Market share growth set to continue
Since the middle of 2012, Flowers Foods has grown its market share from 10% to 14% today. During this time, sales grew over $700 million, or 23%. The driver behind this is the company continues to exceed its own internal goals. The original goal was for the company's products to be available in 75% of the U.S.
The company exceeded this goal by three years and is now in 79% of the U.S. In the last year alone, 20 million people now have access to the company's products that previously did not. I see the company's market share rising from 14% as more customers become aware that the company's products are now available in their markets.
The best example of this is in the California market. At the end of 2012, the company had only a 2% market share in California. Today, it has 12% of the market. Flowers Foods will also see margin enhancement in this market after two bakeries came online to serve the California market. One in Henderson, Nevada and the other in Modesto, California. This will allow the company to exit supply agreements with outside bakeries.

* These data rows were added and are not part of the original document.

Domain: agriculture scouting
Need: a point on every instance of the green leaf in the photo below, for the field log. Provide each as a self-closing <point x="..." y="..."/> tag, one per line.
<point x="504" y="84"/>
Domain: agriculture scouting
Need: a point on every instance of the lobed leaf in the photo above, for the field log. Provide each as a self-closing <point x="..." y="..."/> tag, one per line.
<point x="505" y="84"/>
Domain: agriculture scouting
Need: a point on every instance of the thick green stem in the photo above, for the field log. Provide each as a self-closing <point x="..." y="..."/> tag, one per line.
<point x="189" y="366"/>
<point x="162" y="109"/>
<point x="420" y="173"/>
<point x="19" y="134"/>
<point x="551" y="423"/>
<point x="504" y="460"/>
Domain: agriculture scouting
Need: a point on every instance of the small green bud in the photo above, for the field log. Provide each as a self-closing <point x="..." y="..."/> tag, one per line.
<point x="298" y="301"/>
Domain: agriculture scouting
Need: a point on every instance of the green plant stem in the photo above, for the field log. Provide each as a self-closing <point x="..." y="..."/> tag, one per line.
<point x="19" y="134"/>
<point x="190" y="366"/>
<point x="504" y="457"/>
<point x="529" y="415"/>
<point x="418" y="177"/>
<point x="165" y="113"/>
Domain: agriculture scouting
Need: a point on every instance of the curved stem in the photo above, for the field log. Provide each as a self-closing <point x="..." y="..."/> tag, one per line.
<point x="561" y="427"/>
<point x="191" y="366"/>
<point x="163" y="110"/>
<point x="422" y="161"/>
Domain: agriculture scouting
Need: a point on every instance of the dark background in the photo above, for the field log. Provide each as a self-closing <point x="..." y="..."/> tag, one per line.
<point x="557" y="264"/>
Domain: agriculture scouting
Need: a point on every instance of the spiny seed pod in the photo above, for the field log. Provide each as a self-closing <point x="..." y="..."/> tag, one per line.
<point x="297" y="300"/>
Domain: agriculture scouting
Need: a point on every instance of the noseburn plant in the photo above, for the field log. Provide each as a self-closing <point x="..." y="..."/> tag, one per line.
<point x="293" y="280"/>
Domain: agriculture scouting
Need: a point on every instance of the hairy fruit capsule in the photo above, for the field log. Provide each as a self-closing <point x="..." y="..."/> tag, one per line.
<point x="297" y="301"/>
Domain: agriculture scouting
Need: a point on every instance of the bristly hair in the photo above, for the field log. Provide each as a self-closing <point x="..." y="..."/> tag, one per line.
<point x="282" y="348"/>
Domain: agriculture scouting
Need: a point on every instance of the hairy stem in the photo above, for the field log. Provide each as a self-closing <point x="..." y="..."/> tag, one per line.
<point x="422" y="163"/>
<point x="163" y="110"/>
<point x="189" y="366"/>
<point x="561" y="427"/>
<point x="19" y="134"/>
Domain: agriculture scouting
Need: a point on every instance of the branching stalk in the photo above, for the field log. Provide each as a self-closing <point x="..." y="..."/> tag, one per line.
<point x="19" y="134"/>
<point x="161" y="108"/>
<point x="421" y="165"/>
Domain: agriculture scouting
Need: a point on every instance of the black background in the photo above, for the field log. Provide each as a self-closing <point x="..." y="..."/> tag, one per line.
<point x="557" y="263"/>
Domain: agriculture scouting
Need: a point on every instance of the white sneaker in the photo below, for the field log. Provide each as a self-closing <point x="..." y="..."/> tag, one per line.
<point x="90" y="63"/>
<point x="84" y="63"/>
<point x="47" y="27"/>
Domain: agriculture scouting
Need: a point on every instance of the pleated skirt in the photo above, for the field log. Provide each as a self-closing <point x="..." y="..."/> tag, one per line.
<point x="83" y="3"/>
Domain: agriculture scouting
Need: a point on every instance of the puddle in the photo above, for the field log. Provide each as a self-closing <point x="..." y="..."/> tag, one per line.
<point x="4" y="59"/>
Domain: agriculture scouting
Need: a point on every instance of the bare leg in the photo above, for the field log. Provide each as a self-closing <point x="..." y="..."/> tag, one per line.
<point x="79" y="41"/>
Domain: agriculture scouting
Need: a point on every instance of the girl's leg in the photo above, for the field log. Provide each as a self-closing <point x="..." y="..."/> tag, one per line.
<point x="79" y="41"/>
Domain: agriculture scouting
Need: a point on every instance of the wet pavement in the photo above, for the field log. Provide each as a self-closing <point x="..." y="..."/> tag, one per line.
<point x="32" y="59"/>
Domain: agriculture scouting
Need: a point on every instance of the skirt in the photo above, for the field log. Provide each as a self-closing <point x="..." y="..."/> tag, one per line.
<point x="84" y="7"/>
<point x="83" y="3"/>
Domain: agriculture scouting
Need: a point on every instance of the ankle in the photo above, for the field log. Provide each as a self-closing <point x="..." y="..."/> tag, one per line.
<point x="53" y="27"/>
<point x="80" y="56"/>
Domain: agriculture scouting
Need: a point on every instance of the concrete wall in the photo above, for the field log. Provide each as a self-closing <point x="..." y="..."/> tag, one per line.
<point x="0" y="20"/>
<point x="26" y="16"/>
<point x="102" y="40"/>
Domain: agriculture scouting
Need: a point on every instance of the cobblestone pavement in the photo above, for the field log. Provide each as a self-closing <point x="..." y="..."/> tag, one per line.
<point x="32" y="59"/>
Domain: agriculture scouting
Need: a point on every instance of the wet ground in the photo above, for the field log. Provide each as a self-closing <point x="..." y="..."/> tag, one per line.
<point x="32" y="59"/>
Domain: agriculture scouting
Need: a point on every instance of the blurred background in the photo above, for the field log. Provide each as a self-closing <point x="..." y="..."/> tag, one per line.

Bringing plants online will boost margins
With all the expansion activity last year, Flowers Foods is still working to integrate all of its operations. The Hostess assets are still being integrated and the company will have $27 million of carrying costs related to the facilities that are not yet operational. The company is also having to work and integrate all of its facilities onto its SAP platform. This resulted in a charge of $5.5 million to Q4 earnings. This caused the gross margin to drop to 46.9% from 47.9% in Q4 of last year.
Strong cash flow makes the debt manageable
For the full year, Flowers Foods generated $270.5 million in cash flow. While the company does have over $923 million in debt, it's leverage ratio is still only 2.3 times EBITDA. The company has been a buyer of its shares and spent $5 million to repurchase 231k shares in Q4. I much prefer the company focus on debt reduction rather than share buybacks. However, the company does still have 9 million shares remaining on its current program. The company also pays a 2.2% dividend yield, which is only a 37% payout of earnings.

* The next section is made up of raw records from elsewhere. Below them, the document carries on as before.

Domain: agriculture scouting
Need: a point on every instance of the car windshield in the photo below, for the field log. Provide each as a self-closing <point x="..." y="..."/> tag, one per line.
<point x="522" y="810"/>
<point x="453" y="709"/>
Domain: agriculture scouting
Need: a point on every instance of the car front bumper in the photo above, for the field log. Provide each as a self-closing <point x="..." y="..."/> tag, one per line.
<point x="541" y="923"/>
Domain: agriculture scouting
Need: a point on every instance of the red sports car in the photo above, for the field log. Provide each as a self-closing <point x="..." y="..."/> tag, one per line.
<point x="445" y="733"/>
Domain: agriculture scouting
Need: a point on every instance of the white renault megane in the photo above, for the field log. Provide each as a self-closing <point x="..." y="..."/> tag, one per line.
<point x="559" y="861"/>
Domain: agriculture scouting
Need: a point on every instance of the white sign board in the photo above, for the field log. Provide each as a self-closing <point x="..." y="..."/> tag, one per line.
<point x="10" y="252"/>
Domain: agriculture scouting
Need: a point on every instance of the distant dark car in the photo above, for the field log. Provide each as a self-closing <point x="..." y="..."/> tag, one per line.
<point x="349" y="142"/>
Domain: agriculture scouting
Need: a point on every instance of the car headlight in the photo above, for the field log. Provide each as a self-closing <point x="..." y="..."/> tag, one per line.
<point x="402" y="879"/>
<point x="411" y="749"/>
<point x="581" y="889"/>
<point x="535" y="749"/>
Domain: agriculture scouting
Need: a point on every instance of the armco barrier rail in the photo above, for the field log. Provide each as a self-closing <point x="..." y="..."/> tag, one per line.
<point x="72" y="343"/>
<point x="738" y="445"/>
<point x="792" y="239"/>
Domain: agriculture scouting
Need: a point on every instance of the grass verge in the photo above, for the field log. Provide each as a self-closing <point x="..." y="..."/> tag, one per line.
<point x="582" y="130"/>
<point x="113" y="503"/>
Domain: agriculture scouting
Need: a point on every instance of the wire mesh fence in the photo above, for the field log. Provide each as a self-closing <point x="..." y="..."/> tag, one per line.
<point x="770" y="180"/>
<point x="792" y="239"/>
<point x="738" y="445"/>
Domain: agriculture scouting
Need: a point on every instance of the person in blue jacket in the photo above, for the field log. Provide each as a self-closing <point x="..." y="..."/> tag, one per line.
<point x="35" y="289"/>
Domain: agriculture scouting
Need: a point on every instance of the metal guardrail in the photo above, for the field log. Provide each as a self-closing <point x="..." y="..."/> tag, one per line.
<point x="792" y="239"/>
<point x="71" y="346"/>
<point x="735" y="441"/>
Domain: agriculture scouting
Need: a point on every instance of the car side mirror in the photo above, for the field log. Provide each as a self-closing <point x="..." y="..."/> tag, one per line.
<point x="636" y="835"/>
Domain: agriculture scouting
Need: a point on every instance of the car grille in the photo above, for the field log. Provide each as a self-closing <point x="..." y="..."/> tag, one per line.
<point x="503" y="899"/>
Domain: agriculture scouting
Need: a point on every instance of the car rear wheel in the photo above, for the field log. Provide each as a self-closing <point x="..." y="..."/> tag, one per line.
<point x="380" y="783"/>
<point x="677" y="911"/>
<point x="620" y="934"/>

I'm also encouraged by the fact that over 70% of its debt isn't due until 2017 and thereafter. What's more is that the largest part of its debt profile is a $400 million note that doesn't mature until 2022, and its coupon is only 4.375%.
Flowers Foods as a takeover target
Worth noting is that in 2000, the U.S. fresh-baked goods market had eight key players. Today, there are only three. Grupo Bimbo is the largest player, followed by Flowers Foods and then Pepperidge Farm.
If we use the acquisition of Canada Bread as a guide, we see that Grupo Bimbo is purchasing Canada Bread at 24.3x this year's earnings and 20.7x next year's earnings. Flowers Foods is currently trading at 18.8x this year's earnings and 17.4x next year's earnings.
Using my estimates for the company to earn $1.25 a share next year, and assigning a 20.7 multiple, we get a share price of $25.88. That would be a fair price for shareholders and represents 25% upside from current prices.
Worth noting is that this month two insiders purchased $221k in stock. This marked the first direct insider purchases in Flowers Foods in more than six months.
I see Flowers Foods as a takeover candidate with minimal downside risk. Even if the company does not get bought out, it is growing market share, and its top- and bottom-lines. While the company's strong hold is in the southern part of the U.S., its westward expansion represents a tremendous growth opportunity. The company has the brands and the capacity to meet market demand in over three fourths of the U.S. Either way, Flowers Foods is a compelling opportunity in today's market.